The dollar rose 1.7% against the Swiss franc, 1.5% against the euro and 1.1% versus the yen but is little changed otherwise.

In Asian stock markets, many of which opened for the first time this year, a fairly strong rally saw the Nikkei climb 2.1% and bourses advance 3.6% in China, 3.5% in Hong Kong, 6.4% in Thailand, 6.0% in Indonesia, 5.4% in the Philippines and 5.2% in Singapore.

Australian equities slid 0.7%. The British Ftse and German Dax edged 0.2% higher, while the Paris Cac is trading off 0.2%. Futures suggest a drop in U.S. stocks at the open.

The 1.21% yield on 10-year JGB’s is 5.5 basis points above last Tuesday’s five-year low of 1.155%.

Oil prices increased 1.7% to $47.15/barrel on geopolitical tensions in Gaza and between Russia and the Ukraine, but precious metal prices are lower. Gold fell 2.1% to $861.40 per ounce.

Several countries released lower-than-forecast consumer price statistics, which fanned worries about sub-zero inflation ahead.

  • Indonesia’s CPI rose 11.06% in the year to December, down from 11.68% in November and 12.14% in December. The central bank is expected to cut its 9.25% key rate on Wednesday.
  • Italian harmonized consumer prices eased 0.2% last month and to a 12-month pace of 2.3% from 2.7% in November and 3.5% on average in 2008.
  • Spanish consumer price inflation slid to 1.5% year/year in December from 2.4% in November.
  • Taiwan’s CPI fell to a 10-year low of 1.2%.
  • Thai inflation of 0.4% was at a six-year low.
  • Yellen of the Fed and Papademos of the ECB warned of deflationary risks in speeches at the annual American Economic Association meetings.

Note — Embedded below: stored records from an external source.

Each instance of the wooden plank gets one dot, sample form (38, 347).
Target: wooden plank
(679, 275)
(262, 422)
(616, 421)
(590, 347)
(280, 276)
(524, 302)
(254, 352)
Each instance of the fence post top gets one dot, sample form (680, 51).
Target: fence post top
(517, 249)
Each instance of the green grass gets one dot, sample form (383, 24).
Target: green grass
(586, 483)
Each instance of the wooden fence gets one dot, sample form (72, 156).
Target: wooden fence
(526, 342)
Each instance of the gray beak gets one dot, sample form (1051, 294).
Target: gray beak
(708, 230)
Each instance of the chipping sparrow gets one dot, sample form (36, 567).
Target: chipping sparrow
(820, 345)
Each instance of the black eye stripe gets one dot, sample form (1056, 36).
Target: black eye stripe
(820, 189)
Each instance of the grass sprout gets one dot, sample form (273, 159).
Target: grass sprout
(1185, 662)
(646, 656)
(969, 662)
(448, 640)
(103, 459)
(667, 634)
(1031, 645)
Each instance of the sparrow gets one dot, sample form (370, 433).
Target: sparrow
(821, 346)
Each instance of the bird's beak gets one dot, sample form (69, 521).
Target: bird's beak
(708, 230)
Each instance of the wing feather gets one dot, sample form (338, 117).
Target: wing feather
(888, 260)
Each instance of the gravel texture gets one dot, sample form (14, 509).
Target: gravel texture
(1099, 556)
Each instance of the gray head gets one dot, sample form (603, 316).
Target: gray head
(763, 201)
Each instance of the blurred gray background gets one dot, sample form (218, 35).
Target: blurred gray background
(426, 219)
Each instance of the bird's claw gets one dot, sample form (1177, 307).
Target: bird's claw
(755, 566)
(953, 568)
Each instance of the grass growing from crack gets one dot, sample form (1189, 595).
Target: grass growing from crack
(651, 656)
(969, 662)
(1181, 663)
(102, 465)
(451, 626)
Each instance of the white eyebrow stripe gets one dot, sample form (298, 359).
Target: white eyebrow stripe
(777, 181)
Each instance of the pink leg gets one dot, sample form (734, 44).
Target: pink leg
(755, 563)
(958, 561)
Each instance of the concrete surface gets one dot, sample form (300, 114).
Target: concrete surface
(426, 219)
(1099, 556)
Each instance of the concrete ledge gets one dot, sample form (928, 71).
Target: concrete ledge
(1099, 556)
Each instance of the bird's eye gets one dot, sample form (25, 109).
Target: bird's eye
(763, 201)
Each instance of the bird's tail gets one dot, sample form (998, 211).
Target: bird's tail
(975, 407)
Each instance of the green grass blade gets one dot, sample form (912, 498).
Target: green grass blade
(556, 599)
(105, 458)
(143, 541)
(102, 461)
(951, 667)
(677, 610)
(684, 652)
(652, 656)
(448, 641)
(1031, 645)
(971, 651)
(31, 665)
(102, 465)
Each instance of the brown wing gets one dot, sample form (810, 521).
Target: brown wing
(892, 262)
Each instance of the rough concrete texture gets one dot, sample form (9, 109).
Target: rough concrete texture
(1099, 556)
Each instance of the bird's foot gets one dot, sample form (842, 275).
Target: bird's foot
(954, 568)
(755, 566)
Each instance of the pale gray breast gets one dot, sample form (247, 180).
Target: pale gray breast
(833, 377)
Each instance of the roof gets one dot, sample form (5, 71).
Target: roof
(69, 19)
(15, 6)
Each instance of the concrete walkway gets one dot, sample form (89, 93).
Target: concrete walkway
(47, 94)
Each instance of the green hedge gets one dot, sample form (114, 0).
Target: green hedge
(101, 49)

German Chancellor Merkel reversed her prior opposition to tax cuts. The government moved closer to a EUR 50 billion fiscal stimulus.

President-Elect Obama’s nominee for Commerce Secretary, Bill Richardson (Governor of New Mexico) stepped down amid alleged corruption. Obama’s proposed tax relief is said to exceed $300 billion.

South Korean reserves rose $0.7 billion last month. This first increase in nine months suggests moderating financial strains.

Press reports in Japan claim the government will revised its fiscal 2009 growth forecast from 0.6% to a drop of as much as 1.0%. Japanese motor vehicle sales sank 6.5% last year, worst in over three decades, and by a whopping 22.3% in the year to December.

The Swiss PMI index unexpectedly ticked up to 36.9 from a record low of 35.2 in November.

The British construction-sector PMI reading fell to 29.3 in December from 31.8 in November and has been under 50 for ten straight months.

JP Morgan’s global PMI fell to 33.2 in December from 36.5 in November.

U.S. construction spending and motor vehicle sales will be released later today.